Eugénio Lisboa e Maria Barroso, na Universidade de Aveiro,
na homenagem que foi prestada ao escritor.
A NOSSA VIDA É UMA VIAGEM
por Eugénio Lisboa
"Mas é uma viagem com muitas viagens dentro. Não é por isso uma viagem arrumada, limpidamente euclideana, com um guião rectilíneo impecável. É uma viagem aos trambolhões, cheia de sobressaltos e de objectivos não realizados, cheia de fracassos e, até, de alguns acertos.
A primeira vez que sonhei com este conceito de viagem foi na minha adolescência, em Lourenço Marques (Moçambique): como era bom aluno, sabia que meu pai tudo faria para me mandar para Portugal, para aqui tirar um curso, uma vez concluído o liceu, naquela cidade do Índico.

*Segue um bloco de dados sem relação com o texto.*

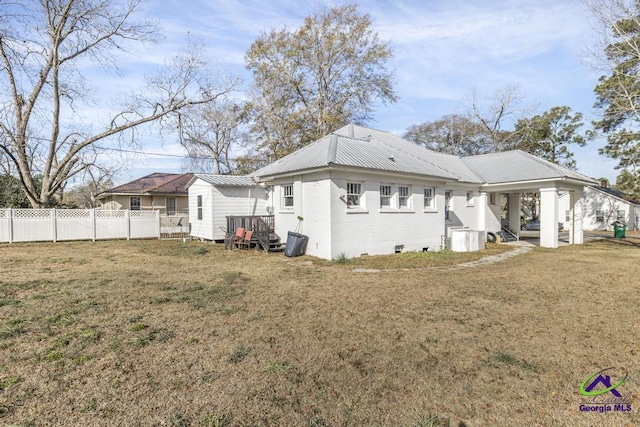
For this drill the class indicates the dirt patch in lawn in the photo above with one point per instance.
(171, 333)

Nessa altura (anos quarenta, do século passado), não havia viagens de avião entre Lourenço Marques e Lisboa. Por isso, teria que viajar de barco, durante cerca de um mês. Ia fazer grande parte do percurso que fizera Vasco da Gama, contado nos Lusíadas, que os bons professores do liceu laurentino não me tinham feito odiar. A eles – a estes notáveis professores, a quem rendo homenagem de gratidão – devo não ter preferido as ciências às letras nem o seu inverso. Gostei de tudo e o único problema, ao longo da minha vida, foi o embaraço da escolha ou, antes, a estúpida impossibilidade da escolha. Se me perguntassem: “De qual gostava mais: da álgebra, da geometria de Euclides ou das letras?”, teria respondido com a inocência lúcida das crianças: “Gosto mais das três”.

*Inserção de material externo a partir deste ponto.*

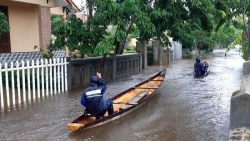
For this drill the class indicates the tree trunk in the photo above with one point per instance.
(120, 47)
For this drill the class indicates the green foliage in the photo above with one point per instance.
(4, 26)
(204, 23)
(187, 54)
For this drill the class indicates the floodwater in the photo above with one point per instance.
(183, 108)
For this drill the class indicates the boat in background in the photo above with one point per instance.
(124, 103)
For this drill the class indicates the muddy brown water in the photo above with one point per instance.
(183, 109)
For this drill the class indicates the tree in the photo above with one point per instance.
(4, 26)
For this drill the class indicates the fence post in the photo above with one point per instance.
(7, 84)
(114, 66)
(68, 71)
(1, 86)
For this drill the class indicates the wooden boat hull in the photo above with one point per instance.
(124, 103)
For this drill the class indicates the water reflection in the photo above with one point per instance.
(183, 109)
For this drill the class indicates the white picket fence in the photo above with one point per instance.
(48, 77)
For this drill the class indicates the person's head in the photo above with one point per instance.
(198, 60)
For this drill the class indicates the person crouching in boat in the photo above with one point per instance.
(92, 98)
(200, 68)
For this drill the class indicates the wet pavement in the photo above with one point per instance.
(183, 108)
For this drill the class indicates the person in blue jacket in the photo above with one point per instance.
(199, 68)
(93, 99)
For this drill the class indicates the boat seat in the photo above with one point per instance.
(134, 100)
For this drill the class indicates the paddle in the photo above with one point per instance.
(125, 103)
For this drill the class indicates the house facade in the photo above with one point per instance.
(30, 23)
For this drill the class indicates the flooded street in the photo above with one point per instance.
(183, 108)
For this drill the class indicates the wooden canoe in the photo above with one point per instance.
(124, 103)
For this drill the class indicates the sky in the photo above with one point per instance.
(77, 2)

A viagem, começada em 10 de Setembro de 1947 e terminada, com a chegada a Lisboa, em 5 de Outubro (25 dias), deu-me o gosto deslumbrado das viagens e a suspeita de que esta era apenas um antegosto de uma viagem maior e mais turbulenta, que está agora muito perto de terminar. Nessa outra e mais pequena viagem – com muita gente diversa concentrada na pequena superfície de um navio – comecei a perder alguma inocência e adquiri, com espanto e sofrimento, temperados de ironia e cepticismo, alguma incipiente sabedoria. Aprendi até o amargo desencanto da chegada, ao verificar que Lisboa me pareceu quase repulsiva por ter o enorme e irredimível defeito de não ser Lourenço Marques. Quando se sai de um ninho, o lugar que se encontra a seguir não resiste nunca à comparação.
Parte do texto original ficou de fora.